SAN DIEGO (KGTV) - Researchers at the Scripps Institution of Oceanography have cracked the code on how a deep-sea bacteria creates a molecule that can fight brain cancer.
Scientists discovered the bacteria in 1990 while collecting sediment samples in the Atlantic Ocean. Within those samples, they discovered a bacteria that can create a molecule called "Salinosporamide A." That molecule can cross the blood-brain barrier, and create an enzyme called SalC which attacks cancer cells.
A drug based on that enzyme, Marizomb, is now in Phase III Clinical Trials and has shown promise to cure brain cancer.
But the team wanted to know how the bacteria creates that enzyme.
It took 20 years, and dozens of researchers building on top of each other's work, but they finally figured it out.
"There's a whole pathway that's responsible for making this molecule. Finding that pathway is step one," explains Graduate Student Kate Bauman. She's the one who pieced it all together.
"She's a monster," jokes Professor Bradley Moore, who runs the lab. "It's a rare individual that has that much capability to put all that science together and be able to solve a really complicated problem. And that's what Kate did."
Bauman figured out the "SalC" enzyme builds an anti-cancer "warhead" by creating two, complex, reactive ring structures.
"Basically it's a pentagon and a square fused together," she says.
Bauman is the lead author of a study published this week that gives a more detailed explanation of the process.
She says the main point is now that researchers understand how it's made, they can try to replicate it in a lab.
"Now that we understand how (it) is installed, we really understand how the warhead of the molecule is created," she says.
That could make it easier to mass-produce the Marizomb drug to help people with brain cancer.
"If it gets approved (by the FDA), they're looking for long-term solutions of how to provide enough of this medicine for the 10s of 1000s of Americans who die of glioblastoma every year," says Dr.

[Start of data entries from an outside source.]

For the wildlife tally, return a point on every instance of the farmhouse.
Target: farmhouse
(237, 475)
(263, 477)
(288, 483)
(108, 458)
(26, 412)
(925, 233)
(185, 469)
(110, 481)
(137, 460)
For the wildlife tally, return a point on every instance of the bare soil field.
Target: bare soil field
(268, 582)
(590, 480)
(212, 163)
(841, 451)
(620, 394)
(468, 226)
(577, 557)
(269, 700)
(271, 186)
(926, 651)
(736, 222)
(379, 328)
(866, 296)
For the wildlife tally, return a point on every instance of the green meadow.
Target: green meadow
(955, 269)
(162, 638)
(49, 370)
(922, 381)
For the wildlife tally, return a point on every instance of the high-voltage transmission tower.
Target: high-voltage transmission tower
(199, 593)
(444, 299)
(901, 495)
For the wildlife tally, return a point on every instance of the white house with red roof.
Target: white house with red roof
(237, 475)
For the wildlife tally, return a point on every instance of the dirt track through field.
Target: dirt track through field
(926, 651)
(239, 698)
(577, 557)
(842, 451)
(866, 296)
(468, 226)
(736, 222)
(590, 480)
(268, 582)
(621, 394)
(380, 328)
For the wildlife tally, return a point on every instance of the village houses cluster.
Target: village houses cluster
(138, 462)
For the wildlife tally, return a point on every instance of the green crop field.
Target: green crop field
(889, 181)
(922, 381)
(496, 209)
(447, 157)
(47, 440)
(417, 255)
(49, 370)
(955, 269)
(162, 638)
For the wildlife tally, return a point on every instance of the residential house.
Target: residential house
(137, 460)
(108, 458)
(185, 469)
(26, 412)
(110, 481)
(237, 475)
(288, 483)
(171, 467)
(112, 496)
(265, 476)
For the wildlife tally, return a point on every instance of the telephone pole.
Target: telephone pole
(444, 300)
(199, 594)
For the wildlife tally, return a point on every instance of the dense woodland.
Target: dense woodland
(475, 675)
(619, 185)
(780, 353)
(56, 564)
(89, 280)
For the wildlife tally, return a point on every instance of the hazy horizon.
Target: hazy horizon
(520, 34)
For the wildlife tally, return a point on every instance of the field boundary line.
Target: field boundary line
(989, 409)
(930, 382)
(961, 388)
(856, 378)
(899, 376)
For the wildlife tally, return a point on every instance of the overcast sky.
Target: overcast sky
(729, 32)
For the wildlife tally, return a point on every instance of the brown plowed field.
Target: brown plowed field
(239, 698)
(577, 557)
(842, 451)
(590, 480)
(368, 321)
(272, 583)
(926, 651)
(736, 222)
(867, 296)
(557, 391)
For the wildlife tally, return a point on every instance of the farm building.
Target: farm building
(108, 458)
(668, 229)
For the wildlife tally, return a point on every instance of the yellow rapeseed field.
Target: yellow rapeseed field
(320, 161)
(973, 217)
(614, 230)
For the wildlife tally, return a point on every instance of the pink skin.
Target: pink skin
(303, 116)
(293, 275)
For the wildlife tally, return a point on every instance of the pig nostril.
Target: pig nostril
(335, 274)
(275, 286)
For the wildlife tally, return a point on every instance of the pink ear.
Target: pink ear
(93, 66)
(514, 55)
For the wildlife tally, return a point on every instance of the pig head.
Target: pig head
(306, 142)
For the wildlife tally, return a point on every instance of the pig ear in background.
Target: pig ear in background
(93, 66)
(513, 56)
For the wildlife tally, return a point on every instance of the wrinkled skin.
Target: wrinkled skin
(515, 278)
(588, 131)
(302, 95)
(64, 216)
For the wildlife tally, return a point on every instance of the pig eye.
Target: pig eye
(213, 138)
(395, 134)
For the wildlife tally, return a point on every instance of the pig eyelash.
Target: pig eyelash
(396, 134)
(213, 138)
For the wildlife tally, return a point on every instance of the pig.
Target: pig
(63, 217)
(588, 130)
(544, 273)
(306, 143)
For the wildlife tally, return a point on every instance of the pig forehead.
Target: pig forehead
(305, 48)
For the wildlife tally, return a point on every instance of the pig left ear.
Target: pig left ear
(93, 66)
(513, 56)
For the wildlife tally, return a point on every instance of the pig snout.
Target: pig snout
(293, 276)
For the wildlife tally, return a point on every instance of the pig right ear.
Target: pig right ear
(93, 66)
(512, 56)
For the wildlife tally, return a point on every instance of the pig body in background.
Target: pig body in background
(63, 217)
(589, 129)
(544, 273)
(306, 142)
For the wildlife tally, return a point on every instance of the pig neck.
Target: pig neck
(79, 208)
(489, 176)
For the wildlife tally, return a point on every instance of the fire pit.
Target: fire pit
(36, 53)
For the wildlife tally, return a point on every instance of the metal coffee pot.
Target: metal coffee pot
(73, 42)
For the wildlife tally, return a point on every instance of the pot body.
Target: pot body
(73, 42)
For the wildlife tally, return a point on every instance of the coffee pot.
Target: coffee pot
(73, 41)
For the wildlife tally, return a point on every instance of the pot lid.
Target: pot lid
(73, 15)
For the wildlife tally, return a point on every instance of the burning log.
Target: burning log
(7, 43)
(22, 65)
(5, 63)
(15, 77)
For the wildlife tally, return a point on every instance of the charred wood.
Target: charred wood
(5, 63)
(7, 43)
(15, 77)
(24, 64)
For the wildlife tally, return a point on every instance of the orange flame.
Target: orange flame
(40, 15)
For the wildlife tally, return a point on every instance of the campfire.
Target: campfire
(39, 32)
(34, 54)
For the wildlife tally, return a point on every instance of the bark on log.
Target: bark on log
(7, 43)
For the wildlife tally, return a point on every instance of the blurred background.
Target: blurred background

Moore.
"Our goal is to be able to use organic chemistry and enzymes that we dig out of the ocean to do things both at a larger scale and sustainably," says fellow researcher Vikram Shende. "If we can find a microbe that can do it in a way that's a little bit easier, uses a little bit less material, and pumps out a ton of it, that's really what we're hoping to be able to do with this discovery."
In addition to mass-production, Bauman says understanding how SalC is created means they can try to manipulate it and see if it can treat other cancers or immune system diseases and infections.
"Access to this enzyme SalC that installs the complicated ring structure opens the door to that in the future," Bauman says.
Funding for the research came from the National Institutes of Health, the Robert A. Welch Foundation, and the Sao Paulo Research Foundation.
In addition to publishing the paper, Bauman and her colleagues presented their findings this week at the American Chemical Society Convention in San Diego.